December 13, 2007
Recently, Liz and I were at some big function and an obviously neat, neat woman was telling us how much she loved getting the Watson Wire.
The smart, well-read person then asked Liz what she thought about me sending it with so many stories about the family and such. Liz quickly replied, “It’s like one of those embarrassing year-end Christmas letters, except it’s every week.”
Well, I was going to write a pretty fine “end of the year” Wire for today. But, thinking about it, I realized it would sound just like one of those letters.
So, grudgingly and without admitting Liz was right, which I’ve refused to do since I was about 15, I’m throwing it out. (Frankly, I think Liz was a little harsh, which is just the excuse I need to rationalize the fact that I haven’t even thought about a gift for her for Christmas.)
I will mention a couple of things I’ve done over the last couple of weeks, as I’ve been wrapping up the year. On Sunday, I spoke in the opening ceremonies of the FIRST Lego League, an incredibly energizing organization in which fairly young kids – aged 9 to 14 – build robots out of Legos that compete in different science-related challenges. Focusing these kids on learning science and engineering – and making it as cool as sports – is outstanding and exciting. You can see KVUE’s videos of the event here and here.
And today, I’m tagging along with some of my friends at Meals on Wheels to deliver food to some folks around the district. This is a great program wherever it’s done, but the Austin folks do an exceptional job serving people. If you want to check in at www.kirkwatson.com over the holidays, I’ll try to post some pictures from the day.
And it just wouldn’t be the end of 2007 without a transportation controversy.
As you may have seen, I sent a letter this week to the Texas Department of Transportation. It came out of some scary announcements that TxDOT has made recently about very deep budget cuts that could halt a lot of road building across the state. You can read the text of the letter here.
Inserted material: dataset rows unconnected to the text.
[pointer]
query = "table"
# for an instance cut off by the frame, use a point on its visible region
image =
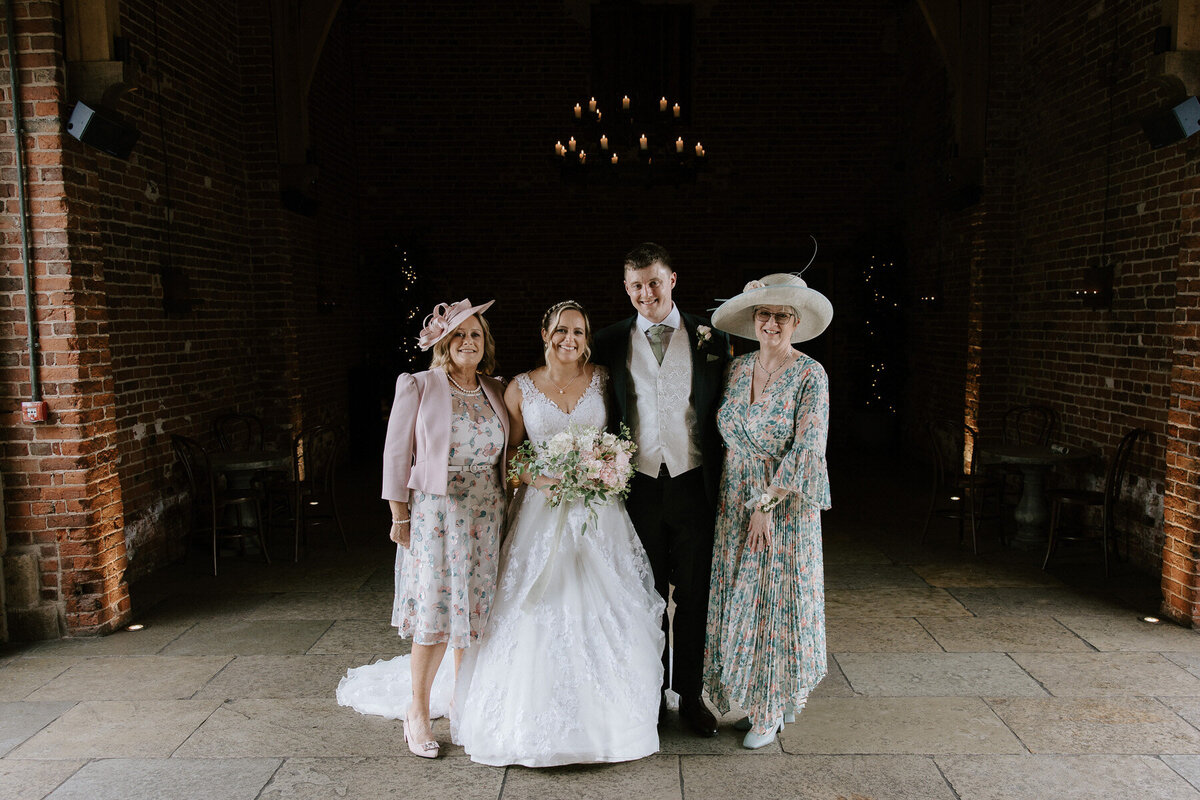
(1033, 461)
(243, 462)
Naturally, TxDOT’s pronouncements are bad news. It would be even worse, I imagine, if any of us knew what they meant. Unfortunately, TxDOT hasn’t told folks just what projects are going to be put on ice or when they’ll get started again.
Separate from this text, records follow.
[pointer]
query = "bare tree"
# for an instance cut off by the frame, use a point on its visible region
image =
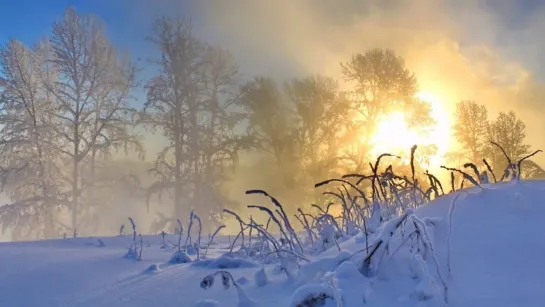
(509, 132)
(382, 84)
(192, 102)
(320, 110)
(91, 97)
(171, 97)
(27, 144)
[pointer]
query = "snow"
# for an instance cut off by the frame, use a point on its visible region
(496, 258)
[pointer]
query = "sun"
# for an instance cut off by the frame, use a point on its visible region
(394, 135)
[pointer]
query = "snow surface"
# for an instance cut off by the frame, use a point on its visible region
(497, 259)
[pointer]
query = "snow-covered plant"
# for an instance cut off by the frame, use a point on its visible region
(314, 295)
(188, 237)
(133, 248)
(227, 280)
(211, 239)
(260, 277)
(180, 232)
(141, 247)
(197, 245)
(293, 239)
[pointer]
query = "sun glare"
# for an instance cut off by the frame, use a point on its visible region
(395, 136)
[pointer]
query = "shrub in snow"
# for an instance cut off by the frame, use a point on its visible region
(242, 280)
(261, 278)
(347, 269)
(225, 262)
(426, 288)
(207, 303)
(190, 249)
(154, 268)
(227, 280)
(211, 240)
(133, 252)
(180, 257)
(314, 295)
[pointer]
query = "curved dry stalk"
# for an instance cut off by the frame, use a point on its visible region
(503, 151)
(519, 163)
(490, 170)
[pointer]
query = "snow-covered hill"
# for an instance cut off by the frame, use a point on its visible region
(497, 258)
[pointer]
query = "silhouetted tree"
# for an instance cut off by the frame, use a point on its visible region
(471, 131)
(382, 84)
(509, 132)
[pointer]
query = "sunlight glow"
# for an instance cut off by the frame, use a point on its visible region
(393, 134)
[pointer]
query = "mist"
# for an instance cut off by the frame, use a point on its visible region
(487, 51)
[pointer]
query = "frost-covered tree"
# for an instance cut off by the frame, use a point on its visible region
(91, 99)
(381, 84)
(191, 102)
(508, 131)
(320, 110)
(471, 131)
(27, 143)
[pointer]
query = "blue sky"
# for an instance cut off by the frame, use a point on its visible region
(273, 37)
(129, 21)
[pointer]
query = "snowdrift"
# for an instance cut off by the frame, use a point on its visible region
(487, 250)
The other problem in Central Texas is that the state committed a whole lot of money to five badly needed highway improvements in the region. Unfortunately, it still wasn’t enough, so CAMPO – a board of mostly elected officials, which I chair – voted to toll the improvements in order to build and pay for them.
Keep in mind, we’re mostly talking about new expressways on existing routes such as Highway 71, 183, or 290 – upgrades that will keep people from having to wait at stop lights. The existing roads will still be there and will remain untolled. In fact, CAMPO committed to maintaining the roads and forbidding the installation of additional stoplights, so the untolled roads will remain at least as appealing to people as they are right now, while the new ones will help others get through the stoplights faster.
This is what you’d call a transparent, publicly accountable tolling process.
But the whole package relied on a half-a-billion dollar commitment from TxDOT. Now, with the budget cuts, it looks like that commitment may be in jeopardy – not that you can get TxDOT to actually say that, or anything else about what’s going on.
Perhaps the biggest surprise to me from this year in office is how hard it can be to get a straight answer out of TxDOT, and how easy it can be to make a decision based on a piece of information, only to see that information change radically in a matter of weeks.
The best thing about the transportation debate is that it’s not a partisan issue. Republicans and Democrats are equally frustrated with TxDOT and concerned about Texas’ transportation funding crisis.
I hope, deeply, that we can spend the next year coming together to figure out how to solve these challenges that affect us all. I know it’ll be a big part of my 2008.